Manjul Publishing House Pvt. Ltd.
- Company type: Public
- Industry: Books
- Founded: 1999
- Headquarters: Bhopal, India
- Website: www.manjulindia.com

= Manjul Publishing House =

Indian publishing house

Manjul Publishing House Pvt. Ltd (also known as Manjul Publications) is a publishing house in Bhopal, India. It is well known for the translations of the Harry Potter novels into Hindi. It was established in 1999.

== Major published books ==
Source:

- Harry Potter series
  - हैरी पॉटर और पारस पत्थर Harry Potter aur Paaras Pathar (November 2002)
(eng) Harry Potter and the Philosopher's Stone
  - हैरी पॉटर और रहस्यमयी तहख़ाना Harry Potter aur Rahasyamayi Tehkhana (July 2005)
(eng) Harry Potter and the Chamber of Secrets
  - हैरी पॉटर और अज़्काबान का क़ैदी Harry Potter aur Azkaabaan ka Qaidi (February 2006)
(eng) Harry Potter and the Prisoner of Azkaban
  - हैरी पॉटर और आग का प्याला Harry Potter aur Aag ka Pyaala (2006 July)
(eng) Harry Potter and the Goblet of Fire
  - हैरी पॉटर और मयापंछी का समूह Harry Potter aur Mayapanchhi ka Samooh (July 2007)
(eng) Harry Potter and the Order of the Phoenix
  - हैरी पॉटर और हाफ़ ब्लड प्रिंस Harry Potter aur Half-Blood Prince (September 2007)
(eng) Harry Potter and the Half-Blood Prince
  - हैरी पॉटर और मौत के तोहफ़े Harry Potter aur Maut Ke Tohfe (June 2008)
(eng) Harry Potter and the Deathly Hallows

----

Manjul Publishings also published some bestseller books like "The Dark Firefly" written by Parnika Shrotriya and "Daastan-e-Mughal-e-Azam", written by Rajkumar Keswani.

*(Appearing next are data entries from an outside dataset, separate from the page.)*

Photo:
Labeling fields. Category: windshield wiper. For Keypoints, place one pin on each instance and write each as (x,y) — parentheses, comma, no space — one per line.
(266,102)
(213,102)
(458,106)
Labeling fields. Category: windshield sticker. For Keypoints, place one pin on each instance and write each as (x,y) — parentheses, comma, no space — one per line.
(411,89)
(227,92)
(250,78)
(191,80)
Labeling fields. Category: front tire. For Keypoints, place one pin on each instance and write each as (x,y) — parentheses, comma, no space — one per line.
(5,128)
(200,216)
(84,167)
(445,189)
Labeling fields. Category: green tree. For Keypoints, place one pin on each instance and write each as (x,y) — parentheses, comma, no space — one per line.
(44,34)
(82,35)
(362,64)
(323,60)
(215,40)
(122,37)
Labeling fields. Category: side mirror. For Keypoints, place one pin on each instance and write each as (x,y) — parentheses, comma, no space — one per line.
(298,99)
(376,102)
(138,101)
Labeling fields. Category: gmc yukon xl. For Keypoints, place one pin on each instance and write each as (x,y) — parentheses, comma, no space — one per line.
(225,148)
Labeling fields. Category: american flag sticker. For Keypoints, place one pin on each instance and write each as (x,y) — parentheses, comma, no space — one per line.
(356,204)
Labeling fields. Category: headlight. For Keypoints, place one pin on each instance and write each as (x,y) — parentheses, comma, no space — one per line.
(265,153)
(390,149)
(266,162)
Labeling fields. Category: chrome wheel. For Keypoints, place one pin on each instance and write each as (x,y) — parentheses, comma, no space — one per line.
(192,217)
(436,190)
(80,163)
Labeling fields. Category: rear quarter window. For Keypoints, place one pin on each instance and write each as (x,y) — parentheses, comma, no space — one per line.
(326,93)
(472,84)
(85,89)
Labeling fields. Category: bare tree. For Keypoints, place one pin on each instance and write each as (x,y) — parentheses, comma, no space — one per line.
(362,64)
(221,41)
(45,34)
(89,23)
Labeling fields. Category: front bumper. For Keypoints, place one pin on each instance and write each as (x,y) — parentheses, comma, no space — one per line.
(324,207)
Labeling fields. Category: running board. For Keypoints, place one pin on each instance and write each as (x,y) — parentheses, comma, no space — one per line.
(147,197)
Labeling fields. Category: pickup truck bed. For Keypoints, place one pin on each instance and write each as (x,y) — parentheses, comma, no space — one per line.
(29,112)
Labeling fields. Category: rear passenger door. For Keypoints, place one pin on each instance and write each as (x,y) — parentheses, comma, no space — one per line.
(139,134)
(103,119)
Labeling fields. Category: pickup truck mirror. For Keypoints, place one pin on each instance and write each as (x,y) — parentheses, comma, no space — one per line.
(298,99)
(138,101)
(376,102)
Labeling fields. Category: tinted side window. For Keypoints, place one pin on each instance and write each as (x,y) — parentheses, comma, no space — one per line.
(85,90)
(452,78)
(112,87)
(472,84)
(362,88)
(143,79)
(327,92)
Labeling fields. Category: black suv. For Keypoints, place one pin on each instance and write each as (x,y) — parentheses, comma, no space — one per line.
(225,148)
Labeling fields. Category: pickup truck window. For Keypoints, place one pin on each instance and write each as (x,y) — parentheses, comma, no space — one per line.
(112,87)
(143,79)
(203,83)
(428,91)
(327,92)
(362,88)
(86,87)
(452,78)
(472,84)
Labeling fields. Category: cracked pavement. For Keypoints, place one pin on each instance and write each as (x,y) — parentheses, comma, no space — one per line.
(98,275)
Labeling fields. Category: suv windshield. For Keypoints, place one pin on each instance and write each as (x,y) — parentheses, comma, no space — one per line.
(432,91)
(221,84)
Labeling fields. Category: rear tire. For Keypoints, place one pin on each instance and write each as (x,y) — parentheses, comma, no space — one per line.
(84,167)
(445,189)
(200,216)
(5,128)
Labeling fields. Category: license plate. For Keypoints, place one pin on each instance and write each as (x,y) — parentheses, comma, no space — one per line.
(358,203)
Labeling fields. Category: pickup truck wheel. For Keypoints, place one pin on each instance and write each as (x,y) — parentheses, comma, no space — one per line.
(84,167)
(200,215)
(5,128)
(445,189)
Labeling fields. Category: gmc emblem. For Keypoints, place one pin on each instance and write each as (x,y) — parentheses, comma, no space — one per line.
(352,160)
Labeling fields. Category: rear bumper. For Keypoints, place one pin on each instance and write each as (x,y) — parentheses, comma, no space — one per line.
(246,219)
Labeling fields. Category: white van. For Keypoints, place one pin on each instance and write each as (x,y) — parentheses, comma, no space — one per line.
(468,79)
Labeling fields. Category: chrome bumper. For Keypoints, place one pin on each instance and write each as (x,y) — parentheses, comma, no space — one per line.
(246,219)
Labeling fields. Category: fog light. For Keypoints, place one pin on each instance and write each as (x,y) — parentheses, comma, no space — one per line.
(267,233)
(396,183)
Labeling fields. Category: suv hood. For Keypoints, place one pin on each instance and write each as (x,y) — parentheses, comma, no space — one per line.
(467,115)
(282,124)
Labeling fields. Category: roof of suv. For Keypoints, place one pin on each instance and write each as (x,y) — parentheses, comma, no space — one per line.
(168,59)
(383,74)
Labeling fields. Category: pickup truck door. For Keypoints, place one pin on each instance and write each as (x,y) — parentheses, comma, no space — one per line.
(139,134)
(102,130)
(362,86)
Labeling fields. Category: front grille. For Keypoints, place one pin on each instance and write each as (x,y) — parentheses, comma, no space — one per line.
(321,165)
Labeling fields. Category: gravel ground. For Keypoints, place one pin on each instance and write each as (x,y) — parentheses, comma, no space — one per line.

== Harry Potter books in Hindi ==
In India, a significant number of children residing in urban areas and large towns are well acquainted with the fictional character of Harry Potter. However, not all children are proficient in reading international-style English, and some may only have been introduced to the character through Hindi dubbed movie adaptations. As a result, the accessibility and popularity of the Harry Potter franchise in India have been shaped by factors such as language proficiency and availability of translations. They want to read the books in Hindi. To reach these children, Manjul Publications published Harry Potter books in simple Hindi. The magic spells are translated into Sanskrit for effect, echoing the fact that in the English edition, spells are rendered in Latin.

The book covers of the Hindi series are identical to the covers of the American Scholastic edition, as stipulated by the rights owners.